In a press release, Ansa CEO Jason Gammack stated, “With the launch of this product, we look forward to empowering more scientists to unleash their creativity, which will further drive groundbreaking advances in healthcare, life sciences research, and other industries.”
However, it is worth noting that Ansa’s enzymatic DNA synthesis technology is not flawless. Returning to the specific process of this enzymatic DNA synthesis technology,In the third step of synthesis, reagents are required to wash away excess conjugates from the product and cleave the linker. However, upon cleavage of the linker, chemical residues or scars remain on the nucleobase.. This means that, from a molecular perspective, the final synthesized DNA product is not a pure DNA molecule, which may also affect the downstream applications of DNA synthesis products.

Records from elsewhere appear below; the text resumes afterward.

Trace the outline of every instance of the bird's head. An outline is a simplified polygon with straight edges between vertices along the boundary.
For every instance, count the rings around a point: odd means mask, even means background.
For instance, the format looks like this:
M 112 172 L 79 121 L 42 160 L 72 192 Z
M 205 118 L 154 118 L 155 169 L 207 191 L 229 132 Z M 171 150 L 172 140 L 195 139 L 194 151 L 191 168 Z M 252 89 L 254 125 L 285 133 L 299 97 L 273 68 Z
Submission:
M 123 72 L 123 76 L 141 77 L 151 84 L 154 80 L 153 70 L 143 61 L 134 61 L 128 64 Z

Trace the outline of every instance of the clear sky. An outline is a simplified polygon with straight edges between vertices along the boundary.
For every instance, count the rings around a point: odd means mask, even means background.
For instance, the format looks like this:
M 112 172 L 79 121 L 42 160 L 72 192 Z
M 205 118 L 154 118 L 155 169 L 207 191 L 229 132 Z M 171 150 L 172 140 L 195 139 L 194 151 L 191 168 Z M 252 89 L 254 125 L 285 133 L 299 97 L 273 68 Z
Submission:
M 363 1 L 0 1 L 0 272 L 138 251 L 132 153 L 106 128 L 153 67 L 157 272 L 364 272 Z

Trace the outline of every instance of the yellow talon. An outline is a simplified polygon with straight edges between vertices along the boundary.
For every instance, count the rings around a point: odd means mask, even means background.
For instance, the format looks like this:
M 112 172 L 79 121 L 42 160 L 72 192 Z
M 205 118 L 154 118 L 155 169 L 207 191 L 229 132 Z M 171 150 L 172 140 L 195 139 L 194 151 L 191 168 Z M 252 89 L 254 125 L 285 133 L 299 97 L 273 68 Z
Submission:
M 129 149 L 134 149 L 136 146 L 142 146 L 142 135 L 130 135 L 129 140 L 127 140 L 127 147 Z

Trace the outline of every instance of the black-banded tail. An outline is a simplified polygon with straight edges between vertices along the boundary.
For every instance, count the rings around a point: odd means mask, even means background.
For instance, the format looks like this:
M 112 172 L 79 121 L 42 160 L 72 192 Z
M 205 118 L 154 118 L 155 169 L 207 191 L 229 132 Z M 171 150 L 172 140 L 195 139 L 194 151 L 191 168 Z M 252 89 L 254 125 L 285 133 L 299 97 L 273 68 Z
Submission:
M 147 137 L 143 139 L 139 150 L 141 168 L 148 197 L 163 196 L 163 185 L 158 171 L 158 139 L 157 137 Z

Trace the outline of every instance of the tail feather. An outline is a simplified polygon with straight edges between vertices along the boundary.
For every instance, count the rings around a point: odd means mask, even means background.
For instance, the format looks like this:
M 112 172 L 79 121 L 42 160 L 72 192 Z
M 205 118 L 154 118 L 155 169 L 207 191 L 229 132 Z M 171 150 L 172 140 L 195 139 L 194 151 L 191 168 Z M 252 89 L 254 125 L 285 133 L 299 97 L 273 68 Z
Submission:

To address this issue, Daniel Lin-Arlow and his colleagues developed a modified linker design to limit or avoid the formation of chemical scars during synthesis. Specifically, Ansa Biotechnologies employs electrochemical oxidation on microelectrode arrays to cleave the conjugates, thereby minimizing scar size. However, this is not a perfect solution, as it does not completely eliminate scars. Furthermore, if the electrochemical cleavage conditions are not carefully controlled, the relatively narrow difference in oxidation potential between the 3'-hydroxyl group and guanosine residues in the growing oligonucleotides may lead to oxidative damage.2。
However, despite certain limitations in Ansa’s enzymatic DNA synthesis technology solution, it is undeniable that this technology has broken through the bottlenecks of traditional DNA synthesis methods, bringing new opportunities to the field of synthetic biology. It enables the synthesis of longer and more complex DNA sequences, providing more efficient DNA synthesis tools for fields such as gene editing and drug development. Furthermore, the advancement of this technology is expected to reduce the cost of DNA synthesis, improve synthesis efficiency, and accelerate the development of numerous sectors supported by DNA synthesis technologies.

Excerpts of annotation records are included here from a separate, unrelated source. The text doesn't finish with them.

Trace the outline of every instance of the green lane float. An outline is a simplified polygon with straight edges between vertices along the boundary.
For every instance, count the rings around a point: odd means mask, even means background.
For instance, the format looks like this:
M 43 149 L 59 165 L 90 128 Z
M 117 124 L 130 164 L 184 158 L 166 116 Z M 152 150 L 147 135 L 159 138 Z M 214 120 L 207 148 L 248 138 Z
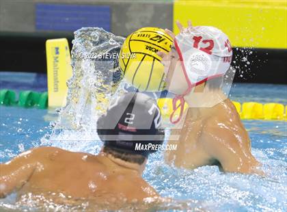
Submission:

Currently, Ansa is optimizing and improving enzymatic DNA synthesis technology to further enhance the rationality of adapter design, thereby minimizing the formation of chemical scars and reducing the risk of oxidative damage. Meanwhile, Ansa is strengthening its control and research on electrochemical cleavage conditions, striving to identify optimal parameter settings to ensure the stability and reliability of the synthesis process.

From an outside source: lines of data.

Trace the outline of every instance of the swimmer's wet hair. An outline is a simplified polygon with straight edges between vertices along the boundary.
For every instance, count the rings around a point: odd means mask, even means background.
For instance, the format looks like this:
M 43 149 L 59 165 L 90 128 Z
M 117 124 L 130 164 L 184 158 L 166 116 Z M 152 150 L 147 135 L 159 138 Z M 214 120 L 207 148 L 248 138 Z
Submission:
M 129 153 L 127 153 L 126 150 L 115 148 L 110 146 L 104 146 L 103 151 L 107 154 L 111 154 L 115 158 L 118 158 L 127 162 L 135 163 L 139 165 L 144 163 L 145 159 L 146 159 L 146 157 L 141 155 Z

Daniel Lin-Arlow, Chief Scientific Officer and Co-Founder of Ansa Biotechnologies, also stated, “Our R&D team is working to enhance the performance of our synthesis platform, with the aim of delivering superior DNA synthesis products to our customers. Notably, in 2024, Ansa expects to launch DNA constructs measuring thousands of bases in length.”
References:
1. Palluk S, Arlow DH, de Rond T, Barthel S, Kang JS, Bector R, Baghdassarian HM, Truong AN, Kim PW, Singh AK, Hillson NJ, Keasling JD. De novo DNA synthesis using polymerase-nucleotide conjugates. Nat Biotechnol. 2018 Aug;36(7):645-650. doi: 10.1038/nbt.4173. Epub 2018 Jun 18. PMID: 29912208.
2. Spatially Selective Electrochemical Cleavage of a Polymerase-Nucleotide Conjugate.Jake A. Smith, Bichlien H. Nguyen, Rob Carlson, Jeffrey G. Bertram, Sebastian Palluk, Daniel H. Arlow, and Karin Strauss.ACS Synthetic Biology 2023 12 (6), 1716-1726.